To understand why Congress chose to bypass the aviation regulatory and safety agencies it is useful to look at the structure of the US aviation industry. The industry is comprised of a small number of major carriers (United, Delta, American, US Airways, etc.) as well as a number of regional airlines (SkyWest, Pinnacle, Mesa, etc.) that primarily operate smaller planes (typically 50-76 seat jets) under contractual arrangements with the majors. The regional airlines operate under the same safety regulations as the majors. They provide roughly half of all flights at US airports.
The regional carriers operate under the direction of their major partners, flying schedules and planes as directed by the majors, even painting their planes in a manner similar to the majors. They exist because they pay their pilots less than the majors, allowing them to operate planes and routes that the majors could not operate profitably with their own personnel and fleets. This has created considerable animosity between the collective bargaining representatives for the pilots (Primarily ALPA, the Airline Pilots Association) and the regional airline industry and its pilots (even though many of them are also represented by ALPA). A First Officer could formerly secure a position with as little as 250 hours (and then benefit from the experience of the senior pilot at his side guiding them along as hours built up). Now that same pilot has to self-fund those additional hours, which will serve as a barrier to entry, reducing the supply of pilots and removing competition from those already in the cockpit. Getting a 1,500 hour rule imposed on the regional carriers can be expected to reduce the supply of pilots as the individual’s cost of earning a spot in the cockpit has just gone up markedly.

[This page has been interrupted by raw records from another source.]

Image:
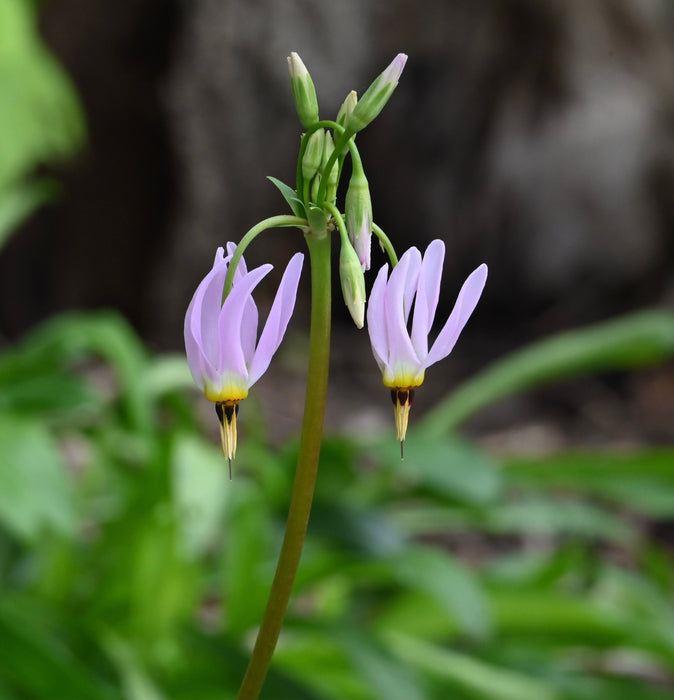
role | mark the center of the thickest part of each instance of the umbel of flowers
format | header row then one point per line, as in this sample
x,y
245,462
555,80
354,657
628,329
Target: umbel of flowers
x,y
226,356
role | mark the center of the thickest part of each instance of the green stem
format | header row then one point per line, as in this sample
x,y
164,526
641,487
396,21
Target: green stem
x,y
386,244
341,143
271,222
337,216
305,475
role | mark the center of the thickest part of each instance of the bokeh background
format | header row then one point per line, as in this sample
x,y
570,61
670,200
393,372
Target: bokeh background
x,y
528,558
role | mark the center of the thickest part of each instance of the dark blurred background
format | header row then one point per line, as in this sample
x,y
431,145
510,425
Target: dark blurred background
x,y
533,135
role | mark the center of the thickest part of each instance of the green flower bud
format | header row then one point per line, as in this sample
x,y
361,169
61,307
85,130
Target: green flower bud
x,y
359,215
333,175
353,282
315,185
313,154
304,91
376,96
347,107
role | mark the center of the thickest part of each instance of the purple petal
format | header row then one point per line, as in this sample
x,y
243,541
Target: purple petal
x,y
231,358
402,283
204,311
376,320
241,268
411,279
277,321
464,307
249,323
428,292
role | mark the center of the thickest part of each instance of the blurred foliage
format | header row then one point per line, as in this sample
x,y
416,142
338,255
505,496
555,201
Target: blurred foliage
x,y
131,567
40,115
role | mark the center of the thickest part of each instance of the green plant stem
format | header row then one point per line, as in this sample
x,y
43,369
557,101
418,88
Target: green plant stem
x,y
386,244
271,222
307,466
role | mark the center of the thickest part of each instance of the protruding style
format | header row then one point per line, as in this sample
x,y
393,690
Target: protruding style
x,y
402,355
224,354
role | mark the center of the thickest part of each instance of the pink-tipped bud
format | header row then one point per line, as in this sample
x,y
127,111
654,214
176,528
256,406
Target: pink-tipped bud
x,y
377,95
304,91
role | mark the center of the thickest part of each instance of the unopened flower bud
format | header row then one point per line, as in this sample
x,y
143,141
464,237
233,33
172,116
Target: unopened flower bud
x,y
346,108
353,282
376,96
333,175
359,215
304,91
313,154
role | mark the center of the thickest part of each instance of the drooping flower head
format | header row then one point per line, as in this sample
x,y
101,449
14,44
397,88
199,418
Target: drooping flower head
x,y
224,354
403,355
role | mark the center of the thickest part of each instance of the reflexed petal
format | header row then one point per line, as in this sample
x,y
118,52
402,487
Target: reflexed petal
x,y
411,279
249,323
403,278
376,318
230,357
277,321
241,268
204,311
428,292
464,307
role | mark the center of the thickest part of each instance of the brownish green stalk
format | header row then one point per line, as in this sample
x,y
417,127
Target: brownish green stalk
x,y
307,467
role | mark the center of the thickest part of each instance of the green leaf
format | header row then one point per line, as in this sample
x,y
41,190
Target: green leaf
x,y
19,200
35,494
318,219
642,480
200,491
467,674
37,662
449,466
247,559
290,195
70,337
550,516
450,583
384,675
41,116
636,340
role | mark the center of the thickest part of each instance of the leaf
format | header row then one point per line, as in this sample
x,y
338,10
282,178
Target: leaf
x,y
550,516
468,674
318,219
72,336
40,107
450,583
35,494
384,675
36,661
290,195
19,200
247,560
449,466
634,340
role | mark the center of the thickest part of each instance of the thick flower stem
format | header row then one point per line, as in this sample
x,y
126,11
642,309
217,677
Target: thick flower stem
x,y
305,475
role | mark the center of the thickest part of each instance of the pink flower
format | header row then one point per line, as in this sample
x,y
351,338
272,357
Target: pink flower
x,y
224,354
403,356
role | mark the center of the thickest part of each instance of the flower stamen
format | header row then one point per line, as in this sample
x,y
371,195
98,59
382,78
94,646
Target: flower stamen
x,y
402,400
227,412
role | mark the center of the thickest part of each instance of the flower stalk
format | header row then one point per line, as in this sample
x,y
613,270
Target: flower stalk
x,y
307,467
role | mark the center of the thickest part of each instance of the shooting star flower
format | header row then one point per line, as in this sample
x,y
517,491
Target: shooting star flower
x,y
404,356
223,352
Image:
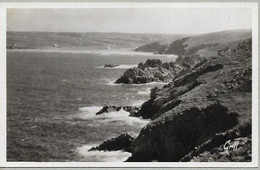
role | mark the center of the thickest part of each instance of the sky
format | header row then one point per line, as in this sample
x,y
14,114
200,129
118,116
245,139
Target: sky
x,y
129,20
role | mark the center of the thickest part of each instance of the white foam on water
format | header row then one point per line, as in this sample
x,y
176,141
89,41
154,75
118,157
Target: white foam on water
x,y
146,92
138,103
123,116
89,113
110,82
101,156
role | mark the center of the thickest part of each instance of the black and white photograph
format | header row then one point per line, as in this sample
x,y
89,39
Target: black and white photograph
x,y
124,84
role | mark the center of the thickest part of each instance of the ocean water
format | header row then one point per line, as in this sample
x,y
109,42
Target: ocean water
x,y
52,98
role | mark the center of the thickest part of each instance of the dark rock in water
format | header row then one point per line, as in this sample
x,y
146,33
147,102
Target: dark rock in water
x,y
153,70
110,65
122,142
199,110
106,109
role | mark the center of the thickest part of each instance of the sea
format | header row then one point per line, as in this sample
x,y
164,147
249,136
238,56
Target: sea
x,y
53,96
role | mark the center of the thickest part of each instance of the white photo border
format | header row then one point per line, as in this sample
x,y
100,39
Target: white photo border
x,y
73,5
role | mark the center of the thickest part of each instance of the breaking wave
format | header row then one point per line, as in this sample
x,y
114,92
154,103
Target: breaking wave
x,y
101,156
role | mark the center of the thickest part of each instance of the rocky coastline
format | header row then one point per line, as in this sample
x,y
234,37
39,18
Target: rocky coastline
x,y
206,103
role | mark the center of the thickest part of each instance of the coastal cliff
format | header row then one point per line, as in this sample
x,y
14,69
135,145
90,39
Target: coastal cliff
x,y
204,106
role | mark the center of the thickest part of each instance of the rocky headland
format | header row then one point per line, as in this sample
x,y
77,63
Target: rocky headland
x,y
206,103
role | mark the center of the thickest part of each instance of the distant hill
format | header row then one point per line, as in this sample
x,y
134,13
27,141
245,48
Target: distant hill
x,y
32,40
200,44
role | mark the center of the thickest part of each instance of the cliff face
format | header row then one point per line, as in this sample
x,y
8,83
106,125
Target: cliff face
x,y
196,43
153,70
201,109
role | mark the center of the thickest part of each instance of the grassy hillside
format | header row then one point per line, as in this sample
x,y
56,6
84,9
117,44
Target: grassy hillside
x,y
32,40
203,44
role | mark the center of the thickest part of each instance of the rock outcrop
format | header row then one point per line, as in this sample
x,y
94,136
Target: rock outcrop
x,y
153,70
199,110
131,109
121,142
110,65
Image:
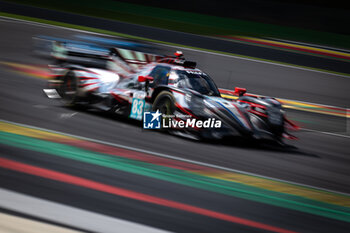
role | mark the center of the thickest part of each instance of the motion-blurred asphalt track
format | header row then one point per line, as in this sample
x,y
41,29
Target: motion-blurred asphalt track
x,y
317,159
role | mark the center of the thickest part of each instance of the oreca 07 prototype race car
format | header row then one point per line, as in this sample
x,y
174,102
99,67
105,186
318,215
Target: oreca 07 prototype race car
x,y
175,88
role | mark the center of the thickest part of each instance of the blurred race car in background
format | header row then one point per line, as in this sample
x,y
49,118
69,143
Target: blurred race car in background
x,y
132,80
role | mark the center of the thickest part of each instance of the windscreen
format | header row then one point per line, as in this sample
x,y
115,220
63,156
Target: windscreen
x,y
197,81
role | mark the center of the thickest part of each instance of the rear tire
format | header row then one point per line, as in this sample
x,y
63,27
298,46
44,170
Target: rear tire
x,y
69,89
165,102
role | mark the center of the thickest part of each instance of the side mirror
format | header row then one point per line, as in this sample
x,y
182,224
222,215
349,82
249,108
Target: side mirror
x,y
145,78
240,91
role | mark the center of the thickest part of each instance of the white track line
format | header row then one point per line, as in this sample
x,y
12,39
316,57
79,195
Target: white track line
x,y
170,157
179,47
67,215
327,133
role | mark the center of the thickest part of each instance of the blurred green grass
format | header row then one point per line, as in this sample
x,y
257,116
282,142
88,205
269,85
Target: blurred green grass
x,y
189,22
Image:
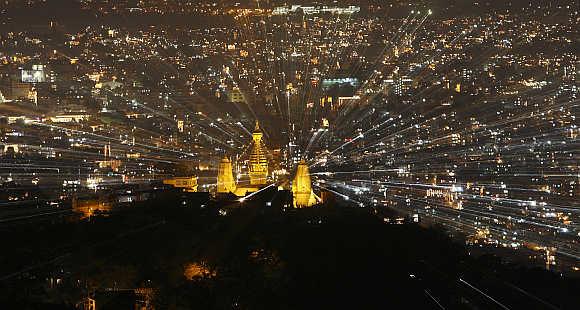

The major airlines regularly hire pilots from the regional industry, with the regional industry in turn recruiting new pilots, putting them through their own training programs before they enter the cockpit. The 1,500 hour rule will disrupt this progression, and costs can be expected to rise for the regional airline industry. Unlike in other industries, however, the regional airlines have no way to pass costs along to customers via higher prices. They typically operate under fixed fee arrangements that stipulate a fixed price for the operations they carry out. If they can’t control their costs then they operate at a loss, if at all. Ultimately the losers will be the American consumer, for whom fares will have to rise and smaller communities which may lose service. In bypassing the safety agencies Congress did little more than impose unnecessary costs, particularly on the regional airline industry.
Proponents of this rule, like Captain Sullenberger, assert that a possible pilot shortage is insufficient grounds for repealing the 1,500 hour rule, arguing that “safety” should not be sacrificed by the threat of a pilot shortage. As we have seen, the FAA found little relationship between safety and the 1,500 hour rule. Creating a pilot shortage was precisely what the advocates of this rule hoped to achieve.
In closing, one must always ask whether safety in the skies is being properly addressed. To its credit the FAA’s rule making advanced sensible reforms – more hours in the type of plane being flown, minimum hours in multi-engine aircraft, etc – all of which passed its cost-benefit analysis. As in all such matters the rules must be looked at for both effectiveness and cost effectiveness. The 1,500 rule fails both tests.
 Briefly, this requires a minimum of 1,500 total flight hours which must include at least 500 hours cross-country time, 100 hours of night time, 75 hours of instrument time and 250 hours as Pilot in Command. It will be referred to here as the 1,500 hour rule.
 Wall Street Journal, 12/06/2012, Letters to the Editor, “We Need to Have Experienced Pilots”
 For full disclosure it should be noted that I served on the Board of Directors of Mesa Air Group, parent company of Air Midwest.
 The author is a Partner at Airline Forecasts, works with Mesa Airlines, a regional airline, and formerly was Special Assistant for Economic Policy to President George W. Bush.